Abstract

Abstract Background and aim The impact of palliative gastrectomy for metastatic gastric adenocarcinoma, especially by site of metastasis remains unclear. This study aimed to evaluate the long-term outcomes of palliative gastrectomy for metastatic gastric adenocarcinoma. Methods The National Cancer Database (2010–2015) was used to identify patients with clinical metastatic (cM1) gastric adenocarcinoma (n = 19,411) at diagnosis. The main variable was index management for cM1 gastric adenocarcinoma (i.e. no treatment, palliative chemotherapy or palliative gastrectomy). Cox multivariable analyses were used to account for treatment selection bias. Results Of 19,411 patients, 10,893 (56%) received palliative chemotherapy, and only 1,101 (6%) received palliative gastrectomy only.
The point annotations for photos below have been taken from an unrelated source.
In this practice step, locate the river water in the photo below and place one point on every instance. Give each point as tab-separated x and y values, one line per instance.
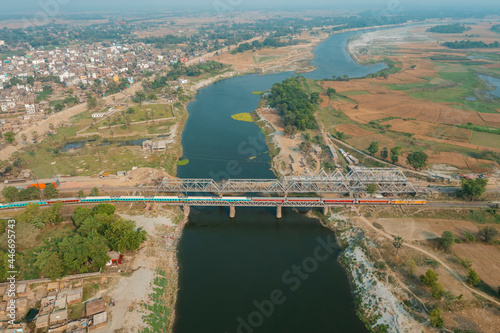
255	273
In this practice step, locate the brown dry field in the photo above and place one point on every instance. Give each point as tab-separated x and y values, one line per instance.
270	60
485	260
352	130
426	120
424	229
468	319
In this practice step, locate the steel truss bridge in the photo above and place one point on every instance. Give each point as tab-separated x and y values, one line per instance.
391	181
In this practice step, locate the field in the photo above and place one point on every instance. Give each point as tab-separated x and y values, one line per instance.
424	229
420	107
485	260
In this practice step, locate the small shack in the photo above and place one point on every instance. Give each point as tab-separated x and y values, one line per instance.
115	258
95	307
42	321
74	295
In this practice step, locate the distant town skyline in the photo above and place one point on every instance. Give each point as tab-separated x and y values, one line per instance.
60	6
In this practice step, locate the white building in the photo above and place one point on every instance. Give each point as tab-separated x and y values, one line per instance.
30	108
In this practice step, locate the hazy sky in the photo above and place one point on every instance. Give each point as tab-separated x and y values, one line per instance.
116	5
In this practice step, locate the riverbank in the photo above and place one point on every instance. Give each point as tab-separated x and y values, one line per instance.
378	298
145	299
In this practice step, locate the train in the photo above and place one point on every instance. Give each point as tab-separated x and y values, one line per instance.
187	200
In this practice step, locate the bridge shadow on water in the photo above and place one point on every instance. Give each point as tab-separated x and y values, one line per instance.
232	270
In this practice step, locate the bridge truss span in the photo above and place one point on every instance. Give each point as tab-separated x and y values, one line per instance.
356	181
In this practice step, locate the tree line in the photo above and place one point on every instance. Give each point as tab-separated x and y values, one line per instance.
95	232
295	103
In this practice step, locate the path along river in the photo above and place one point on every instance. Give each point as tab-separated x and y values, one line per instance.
254	273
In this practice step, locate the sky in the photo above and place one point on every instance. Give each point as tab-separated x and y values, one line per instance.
60	6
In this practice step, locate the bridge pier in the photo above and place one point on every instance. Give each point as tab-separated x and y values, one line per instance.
186	209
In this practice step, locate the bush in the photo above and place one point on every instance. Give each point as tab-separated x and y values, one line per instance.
447	240
437	291
435	318
469	236
473	278
430	278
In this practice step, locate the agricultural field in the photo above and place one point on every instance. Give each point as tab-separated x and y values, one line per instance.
438	101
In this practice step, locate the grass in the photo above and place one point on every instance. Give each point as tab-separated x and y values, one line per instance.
356	92
485	139
247	117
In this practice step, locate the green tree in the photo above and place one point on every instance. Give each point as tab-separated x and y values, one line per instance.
50	191
373	148
473	188
94	192
104	208
372	188
447	240
429	278
417	160
50	264
395	152
488	233
80	215
437	291
473	278
9	137
398	243
384	153
91	103
412	266
140	96
435	318
10	193
122	236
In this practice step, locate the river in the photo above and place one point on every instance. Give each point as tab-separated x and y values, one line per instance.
254	273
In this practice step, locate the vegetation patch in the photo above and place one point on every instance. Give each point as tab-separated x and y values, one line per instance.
245	116
183	162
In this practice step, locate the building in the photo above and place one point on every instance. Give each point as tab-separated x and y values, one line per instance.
30	108
95	307
115	258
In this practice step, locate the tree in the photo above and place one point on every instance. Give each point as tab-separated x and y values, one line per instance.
398	243
429	278
384	153
140	96
50	264
473	278
447	240
9	137
435	318
94	192
473	188
417	160
80	215
50	191
371	188
306	146
395	152
10	193
104	208
373	148
488	233
91	103
437	290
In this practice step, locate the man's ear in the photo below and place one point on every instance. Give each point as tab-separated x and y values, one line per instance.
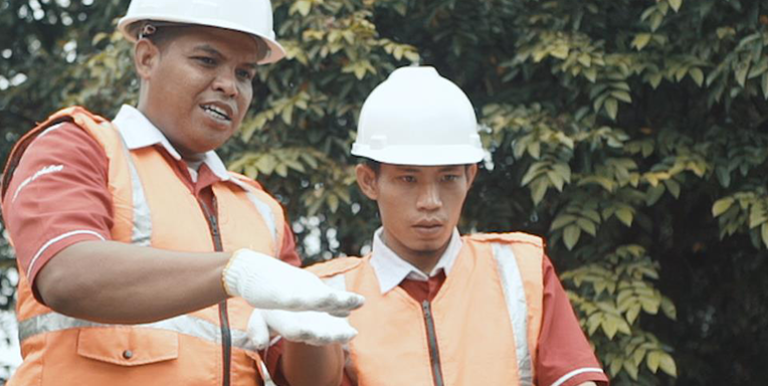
146	55
366	180
471	174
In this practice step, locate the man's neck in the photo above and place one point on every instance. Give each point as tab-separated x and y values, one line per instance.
425	260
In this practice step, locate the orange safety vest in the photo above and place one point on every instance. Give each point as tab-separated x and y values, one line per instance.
151	207
482	328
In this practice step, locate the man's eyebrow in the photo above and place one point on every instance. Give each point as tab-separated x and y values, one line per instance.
209	49
212	51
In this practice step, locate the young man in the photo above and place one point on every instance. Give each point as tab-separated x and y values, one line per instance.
444	309
141	258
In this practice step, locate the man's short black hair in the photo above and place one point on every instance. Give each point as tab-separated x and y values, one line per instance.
376	165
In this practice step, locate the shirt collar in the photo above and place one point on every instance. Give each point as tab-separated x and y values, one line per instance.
391	269
139	132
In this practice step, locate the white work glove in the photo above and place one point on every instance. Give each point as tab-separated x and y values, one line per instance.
309	327
268	283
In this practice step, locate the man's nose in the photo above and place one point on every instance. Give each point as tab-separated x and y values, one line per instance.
429	198
226	82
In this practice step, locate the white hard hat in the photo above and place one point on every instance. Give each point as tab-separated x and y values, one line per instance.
253	17
417	117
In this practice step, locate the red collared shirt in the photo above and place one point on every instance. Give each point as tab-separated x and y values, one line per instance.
58	196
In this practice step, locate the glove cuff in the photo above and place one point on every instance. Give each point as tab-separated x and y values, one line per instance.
232	274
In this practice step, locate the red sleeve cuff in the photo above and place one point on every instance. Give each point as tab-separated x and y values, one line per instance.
579	376
272	360
51	248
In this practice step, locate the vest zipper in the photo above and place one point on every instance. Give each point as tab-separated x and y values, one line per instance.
226	335
434	352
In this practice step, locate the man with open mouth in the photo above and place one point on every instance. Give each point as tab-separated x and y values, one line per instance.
441	308
142	260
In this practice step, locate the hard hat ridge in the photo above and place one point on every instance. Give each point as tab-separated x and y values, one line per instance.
417	117
253	17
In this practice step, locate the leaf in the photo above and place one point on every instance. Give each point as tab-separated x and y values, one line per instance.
612	107
593	323
741	73
641	40
675	4
534	149
631	369
764	233
625	216
556	180
668	308
656	20
333	202
590	74
560	52
535	170
610	326
616	366
721	206
667	365
585	60
561	221
633	312
622	96
571	236
673	187
697	75
587	226
652	360
765	85
539	189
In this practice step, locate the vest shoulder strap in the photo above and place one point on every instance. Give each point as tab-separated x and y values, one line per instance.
508	238
253	183
335	267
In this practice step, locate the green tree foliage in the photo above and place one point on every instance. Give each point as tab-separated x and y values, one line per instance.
631	133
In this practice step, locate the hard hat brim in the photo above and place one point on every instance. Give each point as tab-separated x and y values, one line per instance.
276	50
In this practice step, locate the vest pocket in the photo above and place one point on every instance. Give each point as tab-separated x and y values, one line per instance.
127	346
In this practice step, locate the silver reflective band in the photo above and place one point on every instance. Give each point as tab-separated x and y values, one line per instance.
184	324
142	219
336	282
517	306
263	208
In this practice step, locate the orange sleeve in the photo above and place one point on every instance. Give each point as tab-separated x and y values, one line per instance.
57	197
564	354
288	252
The median survival was 6.1 months, and 5-year survival was 4% in the entire cohort. Patients receiving palliative gastrectomy had a significantly longer survival than patients without any treatment or palliative chemotherapy (median: 12.8 vs 1.8 vs 9.5 months, P < 0.001), which remained after multivariable adjustment (HR: 0.30, CI95%: 0.28–0.33, P < 0.001). Stratified analyses by clinical nodal stage (cN) demonstrated survival benefit with palliative gastrectomy: cN0 (HR: 0.28, CI 95%: 0.24–0.32), cN1 (HR: 0.27, CI 95%: 0.23–0.31), cN2 (HR: 0.29, CI 95%: 0.24–0.37), and cN3 (HR: 0.26, CI 95%: 0.20–0.32). Palliative gastrectomy remained superior compared to palliative chemotherapy for metastatic disease limited to liver, bone and peritoneum, but equivalent to lung metastasis and inferior to brain metastasis. Conclusion Palliative gastrectomy appears to have a modest survival benefit over palliative chemotherapy alone. Differences in outcomes by site of metastasis warrant further research to understand tumor biology and identify specific subgroups which may benefit from palliative gastrectomy.